Stojąc w obliczu powyższych perspektyw same partie konserwatywne są podzielone. Podczas gdy Marine Le Pen we Francji, Geert Wilders w Holandii i Matteo Salvini we Włoszech oczekują wyjścia swych krajów z Unii Europejskiej, stanowiska węgierskiego premiera Wiktora Orbana i polskiego przywódcy Jarosława są zupełnie inne: widzą oni w Unii Europejskiej i NATO barierę wobec rosyjskiej ekspansji.
Książka "Upadek Zachodu" ((Der Untergang des Abendlandes) Oswalda Spenglera pojawiła się w roku 1917. Sto lat później proroctwo niemieckiego pisarza wydaje się wypełniać. "Zachód", w pierwszej kolejności przed określeniem geograficznym jest nazwą cywilizacji. Ową cywilizacją jest cywilizacja chrześcijańska, spadkobierca klasycznej kultury greckiej i rzymskiej, która z Europy rozprzestrzeniła się do obu Ameryk i miała swe dalekie odgałęzienia w Azji i Afryce. Miała ona swój chrzest nocą kiedy św. Paweł miał sen, w którym Bóg nakazał mu opuścić Azję i "iść przez Macedonię" aby głosić Dobrą Nowinę (Dz 16, 6-18). Rzym był miejscem męczeństwa św. Piotra i św. Pawła oraz centrum cywilizacji, która się wyłoniła. Spengler, przekonany o nieuchronnym upadku Zachodu, przypomina zdanie Seneki: Ducunt volentem fata, nolentem trahunt (Przeznaczenie prowadzi tych, którzy pragną być prowadzeni i wlecze tych którzy nie chcą).
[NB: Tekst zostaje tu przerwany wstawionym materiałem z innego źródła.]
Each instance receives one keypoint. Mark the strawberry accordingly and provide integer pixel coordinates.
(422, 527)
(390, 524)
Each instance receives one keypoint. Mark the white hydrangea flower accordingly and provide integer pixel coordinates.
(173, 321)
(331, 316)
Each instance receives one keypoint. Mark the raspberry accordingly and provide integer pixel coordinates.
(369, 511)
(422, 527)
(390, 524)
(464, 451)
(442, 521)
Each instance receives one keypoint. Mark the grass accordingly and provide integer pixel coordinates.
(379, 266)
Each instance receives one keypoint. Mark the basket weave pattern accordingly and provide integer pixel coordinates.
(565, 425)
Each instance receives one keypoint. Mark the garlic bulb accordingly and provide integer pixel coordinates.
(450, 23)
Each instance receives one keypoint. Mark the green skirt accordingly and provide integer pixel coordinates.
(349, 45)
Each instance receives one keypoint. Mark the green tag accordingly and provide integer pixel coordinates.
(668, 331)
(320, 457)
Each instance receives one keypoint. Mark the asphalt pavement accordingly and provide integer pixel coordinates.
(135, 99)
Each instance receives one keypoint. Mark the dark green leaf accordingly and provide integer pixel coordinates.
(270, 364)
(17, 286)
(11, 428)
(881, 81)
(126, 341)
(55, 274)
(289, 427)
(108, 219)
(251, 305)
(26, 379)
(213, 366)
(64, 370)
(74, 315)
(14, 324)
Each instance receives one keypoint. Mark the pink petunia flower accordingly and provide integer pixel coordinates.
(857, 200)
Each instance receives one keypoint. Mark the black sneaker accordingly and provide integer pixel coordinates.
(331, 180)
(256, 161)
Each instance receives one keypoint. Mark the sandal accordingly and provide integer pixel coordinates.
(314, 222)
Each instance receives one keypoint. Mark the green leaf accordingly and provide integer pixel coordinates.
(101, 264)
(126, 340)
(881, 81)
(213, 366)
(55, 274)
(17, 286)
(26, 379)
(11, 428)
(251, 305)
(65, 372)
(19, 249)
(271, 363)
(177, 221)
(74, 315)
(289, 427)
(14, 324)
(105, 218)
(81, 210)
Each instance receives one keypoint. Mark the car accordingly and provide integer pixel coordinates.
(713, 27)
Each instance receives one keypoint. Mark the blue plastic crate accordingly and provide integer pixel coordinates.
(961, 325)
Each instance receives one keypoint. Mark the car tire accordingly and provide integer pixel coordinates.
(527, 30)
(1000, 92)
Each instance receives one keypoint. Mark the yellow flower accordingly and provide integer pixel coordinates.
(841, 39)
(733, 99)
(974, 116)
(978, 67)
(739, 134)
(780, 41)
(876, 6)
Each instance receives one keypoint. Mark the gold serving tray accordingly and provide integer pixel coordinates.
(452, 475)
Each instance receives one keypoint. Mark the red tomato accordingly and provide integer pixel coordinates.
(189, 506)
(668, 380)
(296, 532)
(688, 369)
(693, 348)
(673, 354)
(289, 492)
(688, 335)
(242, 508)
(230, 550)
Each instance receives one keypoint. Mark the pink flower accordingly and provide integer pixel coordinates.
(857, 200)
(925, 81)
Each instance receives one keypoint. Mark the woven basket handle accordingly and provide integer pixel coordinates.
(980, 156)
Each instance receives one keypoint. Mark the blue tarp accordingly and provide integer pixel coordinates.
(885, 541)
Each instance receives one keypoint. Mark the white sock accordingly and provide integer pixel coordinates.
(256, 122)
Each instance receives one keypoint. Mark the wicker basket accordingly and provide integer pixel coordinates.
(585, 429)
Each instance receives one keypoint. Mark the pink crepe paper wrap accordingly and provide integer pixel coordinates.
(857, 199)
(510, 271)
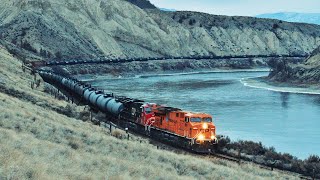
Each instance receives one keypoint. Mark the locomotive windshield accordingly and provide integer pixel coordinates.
(207, 120)
(147, 110)
(195, 119)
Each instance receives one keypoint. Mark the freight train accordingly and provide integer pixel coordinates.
(189, 130)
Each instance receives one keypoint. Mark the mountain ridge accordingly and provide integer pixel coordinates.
(312, 18)
(93, 29)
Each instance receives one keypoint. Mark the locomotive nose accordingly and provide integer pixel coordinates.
(205, 126)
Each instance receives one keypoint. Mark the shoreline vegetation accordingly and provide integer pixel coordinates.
(264, 83)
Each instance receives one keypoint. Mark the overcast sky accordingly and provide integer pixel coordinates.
(241, 7)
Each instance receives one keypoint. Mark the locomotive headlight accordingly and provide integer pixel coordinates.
(213, 137)
(201, 137)
(205, 126)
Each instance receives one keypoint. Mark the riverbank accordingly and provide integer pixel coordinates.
(265, 83)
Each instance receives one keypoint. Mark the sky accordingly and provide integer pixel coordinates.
(241, 7)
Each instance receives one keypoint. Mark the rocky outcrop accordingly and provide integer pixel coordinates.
(86, 29)
(307, 72)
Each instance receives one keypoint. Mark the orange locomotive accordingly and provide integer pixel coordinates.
(187, 129)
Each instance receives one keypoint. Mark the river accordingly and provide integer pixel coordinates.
(287, 121)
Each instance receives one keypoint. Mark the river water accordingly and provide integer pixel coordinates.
(289, 122)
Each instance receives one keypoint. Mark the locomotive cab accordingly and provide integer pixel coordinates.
(202, 128)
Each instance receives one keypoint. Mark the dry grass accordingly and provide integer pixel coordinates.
(39, 143)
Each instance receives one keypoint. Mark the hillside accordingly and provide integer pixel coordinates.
(307, 72)
(312, 18)
(44, 138)
(99, 28)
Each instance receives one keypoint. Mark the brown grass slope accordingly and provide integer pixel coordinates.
(94, 28)
(37, 142)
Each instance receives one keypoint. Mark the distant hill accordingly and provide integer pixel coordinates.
(307, 72)
(88, 29)
(165, 9)
(313, 18)
(143, 4)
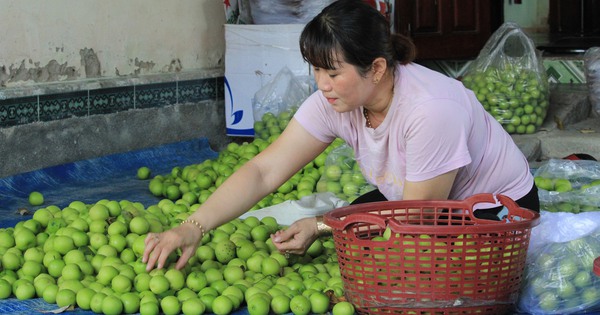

Jednakże my przeciwstawiamy relatywistyczną i deterministyczną wizję Spenglera tą św. Augustyna, który, podczas gdy barbarzyńcy atakowali Hipponę, ogłaszał zwycięstwo w dziejach Miasta Boga, stale prowadzonego przez Boską Opatrzność. Człowiek jest kowalem własnego losu i z pomocą Boga zmierzch cywilizacji może zostać przemieniony w poranek zmartwychwstania. Narody są śmiertelne, ale Bóg nigdy nie umiera a Kościół nigdy nie ginie.